For unmerged data input using both the merged data and unmerged data protocols the output mmCIF file from the merging step (no diffraction cut-off) is concatenated (using Unix 'cat'), after insertion of a suitable software loop, to the final output mmCIF file from the corresponding protocol pipeline.
For merged data input the input file in mmCIF format is concatenated to the output mmCIF file from the server.
The deposition advice has been updated accordingly.
In the case of unmerged data input the values of the half-dataset mean intensities are added automatically to the input data and the random-selection method is used.  The weighted 'σ-τ' method is used for merged input data unless the user includes columns labelled 'IHALF1' and 'IHALF2' as the half-dataset mean intensities, in which case the first method is used.  The advantage of using wCC½ over the mean I /σ(I) as the cut-off criterion becomes apparent when the estimates of σ(I) are inaccurate, as appears to be the case for serial data.  Note that the 'σ-τ' method also relies on the σ(I) values being accurate so should not be used if those values are questionable.  The inverse-variance weighting also uses the σ(I) values but since the weighting is relative they need not be on the same scale as the values of Imean.

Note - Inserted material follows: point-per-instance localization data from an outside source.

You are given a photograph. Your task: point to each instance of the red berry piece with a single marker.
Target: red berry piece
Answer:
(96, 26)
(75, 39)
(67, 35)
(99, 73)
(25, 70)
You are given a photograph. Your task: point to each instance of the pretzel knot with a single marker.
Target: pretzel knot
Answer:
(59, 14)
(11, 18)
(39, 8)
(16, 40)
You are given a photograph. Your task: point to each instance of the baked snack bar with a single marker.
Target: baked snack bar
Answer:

A fourth type of interactive colour-coded reciprocal-lattice display has been added when the input data are given as an unmerged XDS_ASCII.HKL file (not MTZ format).  The left-most scene then shows the value of the CORR statistic produced by XDS (item 11 in the file), i.e. for each reflection, the correlation coefficient between the observed reflection profile and the predicted profile that was used to integrate it.
The profile correlation plot gives a primary diagnostic of problems at the integration stage, as a mismatch of profiles could result from shortcomings in the sample (e.g. a cracked crystal) or in the profile estimation method (e.g. too coarse a partitioning of the detector surface).  As the profile correlation is given on a per-reflection basis, it is a more sensitive indication of such problems than the loss in <I /σ(I)> that it causes, since the latter quantity is a local average.
This development is in line with our philosophy of making as few prior assumptions as possible about the data (motto: \"Let the data speak!\").
Implicit assumptions made (incorrectly) by some software - namely that the anisotropic diffraction-limit surface is ellipsoidal with principal axes either parallel to the crystal axes or to the principal axes of the anisotropy tensor ellipsoid - were already relaxed in the previous version of the server, through a complete separation of the rôles of the anisotropic diffraction limit and of the anisotropy tensor.
With this new development of a protocol for anisotropy correction at the unmerged data stage, we go further.  By applying the anisotropic diffraction cut-off at an earlier stage in processing to the unmerged data, we try to ensure that weak measurements that can impact the quality of the final data by biasing the image scales and the error model can be eliminated early on in the process.
You are strongly advised to disable any Java plug-ins that were installed solely for the purpose of using previous versions of this server but are now no longer needed.